The Matrix Resurrections review

For F*** Magazine

Director: Lana Wachowski
Cast : Keanu Reeves, Carrie-Anne Moss, Yahya Abdul-Mateen II, Jessica Henwick, Jonathan Groff, Neil Patrick Harris, Jada Pinkett Smith, Christina Ricci
Genre: Sci-fi/Action/Adventure
Run Time : 148 min
Opens : 22 December 2021
Rating : PG13

In 1999, already a watershed year for Hollywood cinema, The Matrix changed the game. The film’s directors, the Wachowskis, vastly expanded the world of the Matrix with two theatrically released sequels in 2003, alongside an anthology of anime short films, a video game and various other media. While the two sequels received a far less enthusiastic reception than the first film, it was clear that the appetite for more Matrix was there. 18 years after Neo and Trinity were last seen on the big screen, we’re plugging back in.

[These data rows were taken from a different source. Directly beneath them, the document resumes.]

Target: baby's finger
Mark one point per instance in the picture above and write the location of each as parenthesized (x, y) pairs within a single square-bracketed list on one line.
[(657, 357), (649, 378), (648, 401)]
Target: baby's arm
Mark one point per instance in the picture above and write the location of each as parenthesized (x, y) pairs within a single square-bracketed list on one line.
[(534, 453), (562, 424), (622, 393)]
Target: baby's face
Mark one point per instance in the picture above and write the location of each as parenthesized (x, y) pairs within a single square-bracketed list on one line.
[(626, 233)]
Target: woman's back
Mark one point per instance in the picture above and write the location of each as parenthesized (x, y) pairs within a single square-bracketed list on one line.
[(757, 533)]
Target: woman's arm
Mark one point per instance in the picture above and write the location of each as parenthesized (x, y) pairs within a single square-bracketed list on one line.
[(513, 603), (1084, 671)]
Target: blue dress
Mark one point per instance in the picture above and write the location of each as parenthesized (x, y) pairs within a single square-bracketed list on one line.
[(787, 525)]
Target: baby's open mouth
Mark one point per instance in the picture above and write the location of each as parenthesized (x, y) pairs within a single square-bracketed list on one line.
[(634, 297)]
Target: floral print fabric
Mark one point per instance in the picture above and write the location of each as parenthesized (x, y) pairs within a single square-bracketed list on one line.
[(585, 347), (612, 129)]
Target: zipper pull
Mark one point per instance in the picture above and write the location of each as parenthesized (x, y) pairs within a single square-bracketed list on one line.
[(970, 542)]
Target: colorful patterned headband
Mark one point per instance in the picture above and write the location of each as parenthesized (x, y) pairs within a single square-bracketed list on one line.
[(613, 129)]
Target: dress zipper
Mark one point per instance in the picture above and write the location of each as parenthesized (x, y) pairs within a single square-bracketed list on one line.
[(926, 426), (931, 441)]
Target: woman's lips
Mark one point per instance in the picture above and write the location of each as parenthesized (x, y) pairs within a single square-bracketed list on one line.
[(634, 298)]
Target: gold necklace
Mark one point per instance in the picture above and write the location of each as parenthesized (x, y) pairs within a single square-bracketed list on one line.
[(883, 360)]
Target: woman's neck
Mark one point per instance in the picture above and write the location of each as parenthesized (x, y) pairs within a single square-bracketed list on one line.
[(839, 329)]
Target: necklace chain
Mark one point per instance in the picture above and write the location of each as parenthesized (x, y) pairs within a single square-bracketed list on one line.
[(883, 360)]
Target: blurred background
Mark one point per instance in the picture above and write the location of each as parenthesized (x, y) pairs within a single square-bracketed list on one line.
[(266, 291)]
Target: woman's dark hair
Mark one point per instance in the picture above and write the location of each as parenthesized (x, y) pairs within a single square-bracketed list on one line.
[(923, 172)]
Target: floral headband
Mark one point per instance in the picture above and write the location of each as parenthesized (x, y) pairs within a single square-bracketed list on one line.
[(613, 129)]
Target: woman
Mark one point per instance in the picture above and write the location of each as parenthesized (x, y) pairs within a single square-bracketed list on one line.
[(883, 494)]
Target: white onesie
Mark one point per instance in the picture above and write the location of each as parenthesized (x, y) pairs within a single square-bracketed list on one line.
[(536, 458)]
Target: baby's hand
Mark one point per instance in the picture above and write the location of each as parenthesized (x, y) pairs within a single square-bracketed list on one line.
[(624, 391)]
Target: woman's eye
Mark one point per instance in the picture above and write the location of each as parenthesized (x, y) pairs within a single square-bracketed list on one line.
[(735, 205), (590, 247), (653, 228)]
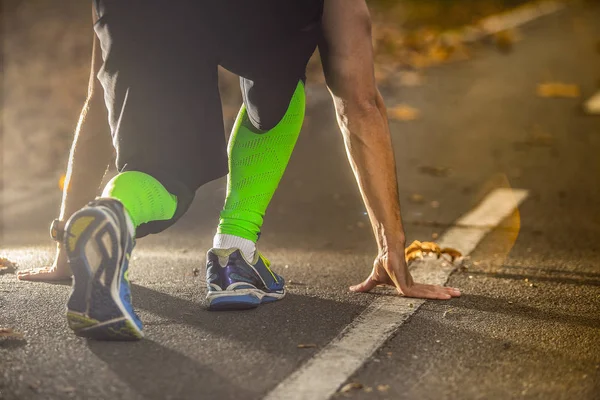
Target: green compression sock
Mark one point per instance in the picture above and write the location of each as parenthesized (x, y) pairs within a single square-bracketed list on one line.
[(257, 162), (144, 198)]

Thomas Anderson (Keanu Reeves) is a video game designer living in San Francisco. Coping with mental health issues, he sees a therapist known as the Analyst (Neil Patrick Harris), who prescribes him pills. At a coffee shop called Simulatte, Thomas sees a woman named Tiffany (Carrie-Anne Moss), whom he finds oddly familiar. It turns out that the world Thomas and Tiffany live in is a simulation called the Matrix, and that Thomas’ true identity is that of Neo. Bugs (Jessica Henwick), who bears a tattoo of a white rabbit, attempts to break Thomas out of the Matrix. At the end of The Matrix Revolutions, both Neo and Trinity – the true form of Tiffany – apparently died, but it seems like they are still alive. Now travelling with a new crew captained by Bugs, Neo must make sense of his reality as he seeks to rescue Trinity, as powerful forces stand in the way.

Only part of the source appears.